Natural Language Processing of Large-Scale Structured Radiology Reports to Identify Oncologic Patients With or Without Splenomegaly Over a 10-Year Period

Simon Sun; Kaelan Lupton; Karen BatchHuy NguyenLior GazitNatalie GangaiJessica ChoKevin NicholasFarhana ZulkernineVaradan SevilimeduAmber SimpsonRichard K. G. Do

摘要

PURPOSE To assess the accuracy of a natural language processing (NLP) model in extracting splenomegaly described in patients with cancer in structured computed tomography radiology reports. METHODS In this retrospective study between July 2009 and April 2019, 3,87,359 consecutive structured radiology reports for computed tomography scans of the chest, abdomen, and pelvis from 91,665 patients spanning 30 types of cancer were included. A randomized sample of 2,022 reports from patients with colorectal cancer, hepatobiliary cancer (HB), leukemia, Hodgkin lymphoma (HL), and non-HL patients was manually annotated as positive or negative for splenomegaly. NLP model training/testing was performed on 1,617/405 reports, and a new validation set of 400 reports from all cancer subtypes was used to test NLP model accuracy, precision, and recall. Overall survival was compared between the patient groups (with and without splenomegaly) using Kaplan-Meier curves. RESULTS The final cohort included 3,87,359 reports from 91,665 patients (mean age 60.8 years; 51.2% women).
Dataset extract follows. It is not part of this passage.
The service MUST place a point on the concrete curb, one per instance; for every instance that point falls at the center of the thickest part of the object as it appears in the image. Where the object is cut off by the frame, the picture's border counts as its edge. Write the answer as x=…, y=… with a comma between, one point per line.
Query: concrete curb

In the testing set, the model achieved accuracy of 92.1%, precision of 92.2%, and recall of 92.1% for splenomegaly. In the validation set, accuracy, precision, and recall were 93.8%, 92.9%, and 86.7%, respectively. In the entire cohort, splenomegaly was most frequent in patients with leukemia (32.5%), HB (17.4%), non-HL (9.1%), colorectal cancer (8.5%), and HL (5.6%). A splenomegaly label was associated with an increased risk of mortality in the entire cohort (hazard ratio 2.10; 95% Cl, 1.98 to 2.22; P < .001). CONCLUSION Automated splenomegaly labeling by NLP of radiology report demonstrates good accuracy, precision, and recall. Splenomegaly is most frequently reported in patients with leukemia, followed by patients with HB.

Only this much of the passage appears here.